I’m sure Aslan does represent Christ literally, but one curious problem with him in that role is that, while he certainly is a god, or God (having sung the Narnian universe into being in The Magician’s Nephew), and while (almost) everybody in Narnia does what Aslan says when he shows up in person, nobody worships him. Calormenes worship Tash, but Narnians do not worship Aslan. There are no churches or temples to him, there is no Church of Aslan, there are no preachers or priests exhorting people to follow the way or the word or the commandments of Aslan, Narnians do not seem to pray to anyone or anything. When Aslan is not around, he’s just a story.

If they worship anyone, it’s the Emperor-over-the-Sea. And even then only in a rather loose sense.

That’s another thing: the Emperor-Over-The-Sea seems to be a completely separate person from Aslan. He seems to be more of a deistic type God. Heck, since Aslan does the actual creating, the EOTS doesn’t even have that.

I haven’t read them in a very long time. Aren’t Aslan and EOTS part of a Trinity (or at the least a Dualism), where EOTS is God?

Well, Lewis was Church of England, definitely trinitarian.

I’m going to have to go back and do some reading 'cos I just cannot remember Jesus killing any White Witch named Jadis. :slight_smile:

More seriously, I get what you are saying, but think you might be over-extending to claim that Lewis didn’t change anything.

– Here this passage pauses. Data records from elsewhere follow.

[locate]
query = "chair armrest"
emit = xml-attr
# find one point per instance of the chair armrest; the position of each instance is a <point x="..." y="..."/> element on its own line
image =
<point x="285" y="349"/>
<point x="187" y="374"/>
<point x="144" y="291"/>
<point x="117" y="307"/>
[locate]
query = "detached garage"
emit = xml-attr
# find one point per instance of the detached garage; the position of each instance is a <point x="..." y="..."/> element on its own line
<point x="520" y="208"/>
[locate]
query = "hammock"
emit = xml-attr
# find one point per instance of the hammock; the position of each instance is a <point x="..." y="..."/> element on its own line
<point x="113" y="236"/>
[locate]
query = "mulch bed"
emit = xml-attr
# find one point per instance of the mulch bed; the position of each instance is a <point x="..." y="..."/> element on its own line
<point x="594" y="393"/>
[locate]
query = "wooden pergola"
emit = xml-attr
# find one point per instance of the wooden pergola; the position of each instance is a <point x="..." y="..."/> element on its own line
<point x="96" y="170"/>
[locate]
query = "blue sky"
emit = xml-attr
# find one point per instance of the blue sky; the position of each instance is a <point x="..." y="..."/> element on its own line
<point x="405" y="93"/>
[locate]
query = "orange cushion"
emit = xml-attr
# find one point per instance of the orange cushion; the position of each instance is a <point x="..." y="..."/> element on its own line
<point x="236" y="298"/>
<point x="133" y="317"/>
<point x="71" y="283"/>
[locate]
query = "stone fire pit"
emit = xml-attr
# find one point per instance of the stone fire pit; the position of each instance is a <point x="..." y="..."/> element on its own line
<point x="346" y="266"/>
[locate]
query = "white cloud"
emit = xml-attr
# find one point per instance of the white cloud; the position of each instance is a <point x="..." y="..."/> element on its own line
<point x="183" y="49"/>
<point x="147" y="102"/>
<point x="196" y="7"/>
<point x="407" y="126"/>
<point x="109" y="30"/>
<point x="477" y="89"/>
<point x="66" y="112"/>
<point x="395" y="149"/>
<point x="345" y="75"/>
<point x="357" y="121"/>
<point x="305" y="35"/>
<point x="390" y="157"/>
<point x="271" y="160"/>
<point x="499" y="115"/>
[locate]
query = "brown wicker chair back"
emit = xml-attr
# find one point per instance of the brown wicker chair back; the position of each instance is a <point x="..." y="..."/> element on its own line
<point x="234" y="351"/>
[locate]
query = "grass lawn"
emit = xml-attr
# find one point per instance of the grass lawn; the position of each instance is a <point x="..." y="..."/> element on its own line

The OP is defining “Christ-figure” in a narrow way that excludes a fictional character who is meant to be Christ. I find this odd.

Arguably Christ is a Christ-figure, but some comic book where Christ appears but doesn’t act like a Christ-figure would have a figure called Christ who isn’t a conventional Christ-figure. But Christ would be a Christ-figure in a story where he was presented as one. And at no point would any of those stories be about the real Jesus Christ; they are stories.

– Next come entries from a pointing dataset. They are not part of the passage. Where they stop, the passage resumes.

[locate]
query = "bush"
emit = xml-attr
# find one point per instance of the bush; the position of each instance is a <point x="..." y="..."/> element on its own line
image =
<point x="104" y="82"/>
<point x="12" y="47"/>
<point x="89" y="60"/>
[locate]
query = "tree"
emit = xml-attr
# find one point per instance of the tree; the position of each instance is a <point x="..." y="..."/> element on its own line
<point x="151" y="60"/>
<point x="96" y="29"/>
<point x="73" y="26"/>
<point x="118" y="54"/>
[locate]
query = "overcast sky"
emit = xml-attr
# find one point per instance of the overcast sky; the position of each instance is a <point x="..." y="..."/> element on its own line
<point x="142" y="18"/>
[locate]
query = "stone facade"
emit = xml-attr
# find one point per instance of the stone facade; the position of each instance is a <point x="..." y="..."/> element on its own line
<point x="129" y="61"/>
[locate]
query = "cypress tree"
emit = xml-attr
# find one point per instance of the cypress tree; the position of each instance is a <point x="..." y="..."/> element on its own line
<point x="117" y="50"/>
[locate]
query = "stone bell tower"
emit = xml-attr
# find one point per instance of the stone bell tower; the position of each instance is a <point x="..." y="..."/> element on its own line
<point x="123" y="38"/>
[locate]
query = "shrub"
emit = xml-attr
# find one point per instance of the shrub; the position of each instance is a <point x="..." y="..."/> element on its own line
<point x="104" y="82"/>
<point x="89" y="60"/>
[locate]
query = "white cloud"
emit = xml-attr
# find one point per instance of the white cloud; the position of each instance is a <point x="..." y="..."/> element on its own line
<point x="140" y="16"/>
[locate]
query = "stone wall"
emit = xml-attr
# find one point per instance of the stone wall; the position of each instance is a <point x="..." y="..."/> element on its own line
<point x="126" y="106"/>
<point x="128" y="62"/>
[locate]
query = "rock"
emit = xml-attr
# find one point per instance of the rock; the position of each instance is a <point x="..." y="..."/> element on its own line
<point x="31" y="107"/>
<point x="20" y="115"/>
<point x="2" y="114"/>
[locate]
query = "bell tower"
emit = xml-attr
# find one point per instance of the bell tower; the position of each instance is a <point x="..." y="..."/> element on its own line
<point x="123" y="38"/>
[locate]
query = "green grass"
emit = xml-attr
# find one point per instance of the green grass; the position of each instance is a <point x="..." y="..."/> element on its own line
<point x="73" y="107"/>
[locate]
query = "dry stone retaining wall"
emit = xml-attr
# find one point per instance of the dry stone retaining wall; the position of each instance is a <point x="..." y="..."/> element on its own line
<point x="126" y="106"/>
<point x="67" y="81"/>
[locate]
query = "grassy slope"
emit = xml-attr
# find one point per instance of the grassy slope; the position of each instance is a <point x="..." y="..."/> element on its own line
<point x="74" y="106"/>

Aslan is a Christ-figure (and a Krishna-figure, & a Mercury-figure I suppose, though I have a hard time seeing him as Gautama or Mohammed) who is implied in a passage or two as also knowable in “this world” (or rather the fictional England of the books) as Mithra or somebody. :wink: But of course Aslan is a fictional character, a confection of Lewis’s dreams of a good god.

Lewis seemed to vacillate a bit on exactly how he wanted to treat the Trinity (though he did definitely always want to treat it). In Wardrobe, there’s a distinction made between Aslan and the Emperor Across the Sea, but the Emperor as Person seemed to be rather forgotten in the later books. Then there’s a scene in A Horse and his Boy which seems to imply that Aslan Himself is all three persons of the Trinity.

Or then again, maybe that shifting emphasis was intentional. It’s certainly not unambiguous how to count God; maybe Lewis deliberately made Aslan both one person of the Trinity and the entire Godhead in different books in an attempt to get at the nature of the Trinity.